I'm not sure how I feel about putting pressure on the sides of a glass tank, however this would make it much easier and adjustable as well as remove the need to wait for the silicon to dry.

Thank you all for reading and thank you for those who take the time to respond and give me some much-needed insight. Thank you also to the people that have already helped me out on other threads (hoping to keep my build mostly contained here...)


----------



## target (Apr 21, 2010)

I just installed a bean animal overflow in my 90g with the internal overflow box and am super happy with it. Once you get it tuned properly it is pretty much silent. And it handles my return pump on full flow which is supposedly 1589gph, obviously before head loss. Plus, the extra layers of security it includes just adds to the peace of mind. 

For the sump I bought a 40g breeder tank which fit nicely into the stand I built. Your sump link seems to be a lot more complicated than what I did. I have only 2 baffles, one for the skimmer section and one for the return pump section. Freshwater would be different though as you'll have no skimmer and more mechanical filtration.

As for the baffles, when I did my sump I siliconed them into place. Curing time on the silicone I used was 24 hours, so no big deal. The only thing I'd worry about with the pressure fit baffles is them slipping out of place due to water pressure.
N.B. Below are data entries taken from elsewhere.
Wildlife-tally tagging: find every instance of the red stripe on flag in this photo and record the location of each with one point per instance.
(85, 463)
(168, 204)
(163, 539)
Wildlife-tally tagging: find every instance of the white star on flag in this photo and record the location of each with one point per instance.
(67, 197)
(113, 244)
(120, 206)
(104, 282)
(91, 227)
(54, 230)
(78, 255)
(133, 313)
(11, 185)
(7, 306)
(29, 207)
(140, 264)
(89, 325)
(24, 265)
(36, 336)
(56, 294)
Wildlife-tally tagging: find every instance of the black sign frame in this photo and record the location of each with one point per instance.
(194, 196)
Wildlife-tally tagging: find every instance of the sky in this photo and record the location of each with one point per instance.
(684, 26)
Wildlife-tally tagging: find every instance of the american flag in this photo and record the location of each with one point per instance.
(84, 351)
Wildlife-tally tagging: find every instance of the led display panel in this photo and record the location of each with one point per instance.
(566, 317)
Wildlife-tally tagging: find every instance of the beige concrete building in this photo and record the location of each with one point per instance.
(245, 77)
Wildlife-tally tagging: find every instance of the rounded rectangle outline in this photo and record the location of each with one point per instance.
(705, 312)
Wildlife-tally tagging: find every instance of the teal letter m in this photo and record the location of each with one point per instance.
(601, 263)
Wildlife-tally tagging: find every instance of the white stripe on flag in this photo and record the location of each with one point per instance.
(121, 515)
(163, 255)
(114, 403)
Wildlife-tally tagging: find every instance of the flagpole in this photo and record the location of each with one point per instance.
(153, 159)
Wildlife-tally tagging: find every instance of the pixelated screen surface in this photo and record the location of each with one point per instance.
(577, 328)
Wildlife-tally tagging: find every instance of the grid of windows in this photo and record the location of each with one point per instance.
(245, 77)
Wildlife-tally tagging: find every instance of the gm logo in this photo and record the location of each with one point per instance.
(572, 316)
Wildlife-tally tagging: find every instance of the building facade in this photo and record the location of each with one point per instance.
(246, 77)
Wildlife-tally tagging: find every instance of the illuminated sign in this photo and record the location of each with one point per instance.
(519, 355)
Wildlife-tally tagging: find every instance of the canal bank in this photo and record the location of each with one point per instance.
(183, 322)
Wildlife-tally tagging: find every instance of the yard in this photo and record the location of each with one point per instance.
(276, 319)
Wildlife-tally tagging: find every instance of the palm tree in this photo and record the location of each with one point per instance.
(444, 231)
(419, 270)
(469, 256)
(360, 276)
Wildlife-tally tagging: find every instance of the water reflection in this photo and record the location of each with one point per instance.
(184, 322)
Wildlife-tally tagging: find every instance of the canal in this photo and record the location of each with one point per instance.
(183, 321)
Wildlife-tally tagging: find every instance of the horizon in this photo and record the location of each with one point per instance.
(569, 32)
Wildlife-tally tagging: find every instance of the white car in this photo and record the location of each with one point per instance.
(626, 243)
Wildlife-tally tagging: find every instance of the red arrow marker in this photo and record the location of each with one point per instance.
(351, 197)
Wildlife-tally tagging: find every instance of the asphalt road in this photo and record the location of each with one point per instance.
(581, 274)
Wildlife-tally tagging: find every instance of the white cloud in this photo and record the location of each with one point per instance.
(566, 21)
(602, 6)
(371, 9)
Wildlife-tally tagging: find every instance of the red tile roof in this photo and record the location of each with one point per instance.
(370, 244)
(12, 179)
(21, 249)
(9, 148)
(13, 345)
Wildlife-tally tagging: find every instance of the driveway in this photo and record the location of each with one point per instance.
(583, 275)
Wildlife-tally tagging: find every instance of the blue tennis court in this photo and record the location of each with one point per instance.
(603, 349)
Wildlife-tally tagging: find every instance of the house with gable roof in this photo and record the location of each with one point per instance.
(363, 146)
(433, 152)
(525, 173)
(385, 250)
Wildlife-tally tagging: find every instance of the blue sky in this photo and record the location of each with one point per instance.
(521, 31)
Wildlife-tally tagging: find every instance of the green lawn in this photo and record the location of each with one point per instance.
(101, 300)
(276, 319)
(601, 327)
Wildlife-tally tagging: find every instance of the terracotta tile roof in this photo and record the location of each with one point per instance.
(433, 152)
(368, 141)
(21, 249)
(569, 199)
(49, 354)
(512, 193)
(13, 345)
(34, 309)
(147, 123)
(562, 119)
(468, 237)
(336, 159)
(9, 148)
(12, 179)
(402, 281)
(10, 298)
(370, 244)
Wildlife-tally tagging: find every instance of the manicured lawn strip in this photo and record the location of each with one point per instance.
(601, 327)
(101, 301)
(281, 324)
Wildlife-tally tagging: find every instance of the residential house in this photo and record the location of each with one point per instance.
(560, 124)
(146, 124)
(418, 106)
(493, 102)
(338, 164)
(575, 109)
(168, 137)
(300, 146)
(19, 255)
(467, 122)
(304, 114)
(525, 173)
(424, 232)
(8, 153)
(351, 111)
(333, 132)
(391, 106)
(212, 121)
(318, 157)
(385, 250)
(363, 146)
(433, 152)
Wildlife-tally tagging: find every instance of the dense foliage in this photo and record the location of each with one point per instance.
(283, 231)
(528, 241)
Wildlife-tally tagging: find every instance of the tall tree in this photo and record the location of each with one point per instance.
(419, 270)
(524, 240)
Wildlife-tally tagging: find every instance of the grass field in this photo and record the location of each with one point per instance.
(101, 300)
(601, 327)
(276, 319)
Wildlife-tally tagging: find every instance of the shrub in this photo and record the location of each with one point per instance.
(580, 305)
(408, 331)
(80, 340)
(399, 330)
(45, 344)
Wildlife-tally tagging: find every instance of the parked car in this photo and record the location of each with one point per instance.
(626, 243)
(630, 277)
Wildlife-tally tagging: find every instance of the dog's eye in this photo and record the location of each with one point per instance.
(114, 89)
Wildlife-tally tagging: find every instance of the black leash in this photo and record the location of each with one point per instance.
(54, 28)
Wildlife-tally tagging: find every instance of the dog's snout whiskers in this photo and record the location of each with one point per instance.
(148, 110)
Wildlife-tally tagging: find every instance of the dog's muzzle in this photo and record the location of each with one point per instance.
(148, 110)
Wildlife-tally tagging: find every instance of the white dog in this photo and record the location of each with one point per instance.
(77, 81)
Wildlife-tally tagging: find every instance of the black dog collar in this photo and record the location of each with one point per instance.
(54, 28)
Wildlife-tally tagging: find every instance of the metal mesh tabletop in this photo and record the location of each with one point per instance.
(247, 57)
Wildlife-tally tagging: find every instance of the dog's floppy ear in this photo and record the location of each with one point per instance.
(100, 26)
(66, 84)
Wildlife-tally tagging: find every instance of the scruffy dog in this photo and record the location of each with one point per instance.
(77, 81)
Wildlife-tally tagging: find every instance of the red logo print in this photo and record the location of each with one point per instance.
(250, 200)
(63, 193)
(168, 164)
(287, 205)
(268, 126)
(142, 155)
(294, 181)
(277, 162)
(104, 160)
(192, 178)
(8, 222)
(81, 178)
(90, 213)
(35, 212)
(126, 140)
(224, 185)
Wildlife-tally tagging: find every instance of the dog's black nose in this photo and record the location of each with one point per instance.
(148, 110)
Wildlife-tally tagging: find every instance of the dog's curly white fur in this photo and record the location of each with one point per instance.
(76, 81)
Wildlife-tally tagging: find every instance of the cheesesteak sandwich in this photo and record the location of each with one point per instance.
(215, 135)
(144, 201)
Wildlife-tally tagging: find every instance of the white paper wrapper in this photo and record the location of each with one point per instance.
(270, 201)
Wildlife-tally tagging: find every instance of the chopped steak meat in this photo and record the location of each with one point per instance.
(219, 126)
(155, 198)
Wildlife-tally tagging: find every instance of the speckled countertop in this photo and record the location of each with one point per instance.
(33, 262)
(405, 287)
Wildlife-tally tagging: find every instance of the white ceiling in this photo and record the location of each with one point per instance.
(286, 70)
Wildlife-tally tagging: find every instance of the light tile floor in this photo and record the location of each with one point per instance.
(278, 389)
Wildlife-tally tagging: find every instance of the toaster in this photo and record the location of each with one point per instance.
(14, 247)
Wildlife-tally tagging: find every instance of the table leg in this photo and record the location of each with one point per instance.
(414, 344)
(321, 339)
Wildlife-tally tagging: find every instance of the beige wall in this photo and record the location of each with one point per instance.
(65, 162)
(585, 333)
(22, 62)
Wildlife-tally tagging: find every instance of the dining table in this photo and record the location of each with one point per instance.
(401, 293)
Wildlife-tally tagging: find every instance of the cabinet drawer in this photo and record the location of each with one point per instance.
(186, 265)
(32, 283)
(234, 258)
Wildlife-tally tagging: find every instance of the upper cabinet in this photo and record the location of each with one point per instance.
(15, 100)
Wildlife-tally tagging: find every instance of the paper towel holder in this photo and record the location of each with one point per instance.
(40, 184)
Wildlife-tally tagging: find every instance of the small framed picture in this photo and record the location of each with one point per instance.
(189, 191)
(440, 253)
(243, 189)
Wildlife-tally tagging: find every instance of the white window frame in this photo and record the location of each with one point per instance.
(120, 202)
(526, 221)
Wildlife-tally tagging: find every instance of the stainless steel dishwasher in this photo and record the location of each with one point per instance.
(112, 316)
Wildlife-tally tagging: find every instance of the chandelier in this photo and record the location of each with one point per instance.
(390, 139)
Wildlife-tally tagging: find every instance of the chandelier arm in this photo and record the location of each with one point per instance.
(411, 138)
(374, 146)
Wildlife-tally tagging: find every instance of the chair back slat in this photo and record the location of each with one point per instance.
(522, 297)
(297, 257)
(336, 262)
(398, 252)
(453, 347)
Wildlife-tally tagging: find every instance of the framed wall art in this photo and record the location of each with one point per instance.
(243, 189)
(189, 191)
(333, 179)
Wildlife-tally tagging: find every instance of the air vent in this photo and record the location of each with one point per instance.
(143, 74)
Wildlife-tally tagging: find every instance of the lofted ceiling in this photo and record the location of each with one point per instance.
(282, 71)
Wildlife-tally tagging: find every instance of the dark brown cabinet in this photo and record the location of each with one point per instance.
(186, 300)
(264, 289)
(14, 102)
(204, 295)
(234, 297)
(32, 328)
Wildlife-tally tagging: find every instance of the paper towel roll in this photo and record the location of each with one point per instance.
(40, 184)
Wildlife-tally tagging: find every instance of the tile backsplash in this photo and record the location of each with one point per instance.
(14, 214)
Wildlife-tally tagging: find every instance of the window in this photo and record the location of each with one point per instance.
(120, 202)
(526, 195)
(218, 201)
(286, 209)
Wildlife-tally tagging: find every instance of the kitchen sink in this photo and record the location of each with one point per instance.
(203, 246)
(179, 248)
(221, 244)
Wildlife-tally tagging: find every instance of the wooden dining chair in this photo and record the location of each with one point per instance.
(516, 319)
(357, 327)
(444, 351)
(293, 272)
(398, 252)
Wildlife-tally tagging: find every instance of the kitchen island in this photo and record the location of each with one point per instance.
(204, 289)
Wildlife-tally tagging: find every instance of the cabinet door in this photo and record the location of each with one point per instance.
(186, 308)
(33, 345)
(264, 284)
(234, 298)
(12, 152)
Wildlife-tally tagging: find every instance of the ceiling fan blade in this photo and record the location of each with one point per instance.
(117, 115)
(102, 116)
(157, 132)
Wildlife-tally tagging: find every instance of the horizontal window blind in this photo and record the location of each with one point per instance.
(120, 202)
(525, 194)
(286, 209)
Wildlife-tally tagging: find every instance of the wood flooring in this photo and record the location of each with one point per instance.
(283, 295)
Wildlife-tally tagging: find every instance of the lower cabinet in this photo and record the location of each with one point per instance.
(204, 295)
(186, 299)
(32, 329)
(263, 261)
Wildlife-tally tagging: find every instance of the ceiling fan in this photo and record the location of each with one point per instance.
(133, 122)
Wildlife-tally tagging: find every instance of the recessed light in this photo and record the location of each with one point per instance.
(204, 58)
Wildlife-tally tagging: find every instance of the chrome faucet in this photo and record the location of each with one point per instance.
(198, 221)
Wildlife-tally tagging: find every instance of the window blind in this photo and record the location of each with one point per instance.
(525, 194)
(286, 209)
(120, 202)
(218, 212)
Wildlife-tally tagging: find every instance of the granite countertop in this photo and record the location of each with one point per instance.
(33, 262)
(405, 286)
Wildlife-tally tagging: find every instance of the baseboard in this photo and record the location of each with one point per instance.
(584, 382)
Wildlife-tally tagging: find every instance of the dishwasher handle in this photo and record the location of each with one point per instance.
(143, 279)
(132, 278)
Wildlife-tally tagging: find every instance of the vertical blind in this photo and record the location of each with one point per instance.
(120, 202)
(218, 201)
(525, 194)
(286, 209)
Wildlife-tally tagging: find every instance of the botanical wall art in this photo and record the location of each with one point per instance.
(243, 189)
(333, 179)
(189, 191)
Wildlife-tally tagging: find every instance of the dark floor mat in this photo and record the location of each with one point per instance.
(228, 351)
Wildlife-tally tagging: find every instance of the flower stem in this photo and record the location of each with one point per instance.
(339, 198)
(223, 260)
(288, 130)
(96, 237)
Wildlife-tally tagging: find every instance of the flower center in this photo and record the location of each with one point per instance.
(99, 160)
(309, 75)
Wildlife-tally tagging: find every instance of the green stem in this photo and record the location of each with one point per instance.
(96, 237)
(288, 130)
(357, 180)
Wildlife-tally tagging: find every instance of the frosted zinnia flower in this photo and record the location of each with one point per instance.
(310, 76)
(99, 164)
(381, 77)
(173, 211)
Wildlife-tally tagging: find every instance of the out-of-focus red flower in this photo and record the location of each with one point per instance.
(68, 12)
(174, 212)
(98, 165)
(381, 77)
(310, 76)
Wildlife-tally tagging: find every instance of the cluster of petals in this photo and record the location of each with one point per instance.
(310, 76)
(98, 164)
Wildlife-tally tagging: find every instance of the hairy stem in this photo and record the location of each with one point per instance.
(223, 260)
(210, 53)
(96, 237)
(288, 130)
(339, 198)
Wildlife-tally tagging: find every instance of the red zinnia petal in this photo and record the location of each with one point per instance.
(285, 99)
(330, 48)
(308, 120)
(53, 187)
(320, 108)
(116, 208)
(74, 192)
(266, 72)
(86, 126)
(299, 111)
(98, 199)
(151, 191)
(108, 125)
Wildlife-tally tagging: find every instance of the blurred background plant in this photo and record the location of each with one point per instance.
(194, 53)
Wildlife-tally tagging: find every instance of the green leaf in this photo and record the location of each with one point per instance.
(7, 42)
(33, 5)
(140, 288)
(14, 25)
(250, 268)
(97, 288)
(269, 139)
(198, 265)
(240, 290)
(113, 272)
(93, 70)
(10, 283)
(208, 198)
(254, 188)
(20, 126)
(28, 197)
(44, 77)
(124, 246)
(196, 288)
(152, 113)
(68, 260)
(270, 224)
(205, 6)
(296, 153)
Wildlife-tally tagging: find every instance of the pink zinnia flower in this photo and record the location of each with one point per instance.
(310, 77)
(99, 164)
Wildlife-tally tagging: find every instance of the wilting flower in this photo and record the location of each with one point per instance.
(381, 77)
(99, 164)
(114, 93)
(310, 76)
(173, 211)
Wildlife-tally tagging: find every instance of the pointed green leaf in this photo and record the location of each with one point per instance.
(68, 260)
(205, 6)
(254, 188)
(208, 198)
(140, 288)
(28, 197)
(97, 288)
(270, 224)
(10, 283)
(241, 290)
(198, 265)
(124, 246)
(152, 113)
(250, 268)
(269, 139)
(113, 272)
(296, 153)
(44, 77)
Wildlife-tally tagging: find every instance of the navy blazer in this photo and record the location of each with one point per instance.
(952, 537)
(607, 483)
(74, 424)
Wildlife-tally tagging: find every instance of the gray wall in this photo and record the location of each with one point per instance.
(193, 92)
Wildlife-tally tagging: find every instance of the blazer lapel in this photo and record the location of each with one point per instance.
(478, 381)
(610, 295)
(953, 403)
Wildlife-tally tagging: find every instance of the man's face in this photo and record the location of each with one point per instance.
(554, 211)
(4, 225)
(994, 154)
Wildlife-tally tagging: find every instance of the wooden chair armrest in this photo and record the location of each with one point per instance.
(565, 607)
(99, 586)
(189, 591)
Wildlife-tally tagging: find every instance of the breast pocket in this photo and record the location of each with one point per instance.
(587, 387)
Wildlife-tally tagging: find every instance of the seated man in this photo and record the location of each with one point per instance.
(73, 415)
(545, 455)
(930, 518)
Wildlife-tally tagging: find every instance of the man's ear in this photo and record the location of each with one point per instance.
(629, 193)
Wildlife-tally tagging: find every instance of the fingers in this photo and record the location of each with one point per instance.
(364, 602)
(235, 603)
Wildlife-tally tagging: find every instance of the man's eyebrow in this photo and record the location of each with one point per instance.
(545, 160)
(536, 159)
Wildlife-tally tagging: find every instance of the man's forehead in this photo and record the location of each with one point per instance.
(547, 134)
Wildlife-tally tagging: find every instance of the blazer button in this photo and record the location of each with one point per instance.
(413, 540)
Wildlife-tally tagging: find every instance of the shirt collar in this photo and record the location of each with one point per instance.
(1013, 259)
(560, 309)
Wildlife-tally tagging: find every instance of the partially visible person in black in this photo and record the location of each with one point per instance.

Make sure to post pictures as you go along.


----------



## Bunny (Oct 13, 2013)

The thing about having ANY curing time in the sump is that I dont have a place to keep the fish temporarily unless I can just leave them with my current filter for 24hrs in the new tank. The sump-build will ideally be sorta a one-day thing and in-function by the end of the day...
I'll post pics of the new tank tomorrow after we pick it up 

Its supposedly a bottom-drilled tank, so in the rebuild I'm planning on switching the back and bottom pieces of glass (assuming they are the same width) and I just hope the holes are on an edge of the bottom and not the middle... If its the middle I guess I'll just be making an oddly shaped weir or replacing the piece.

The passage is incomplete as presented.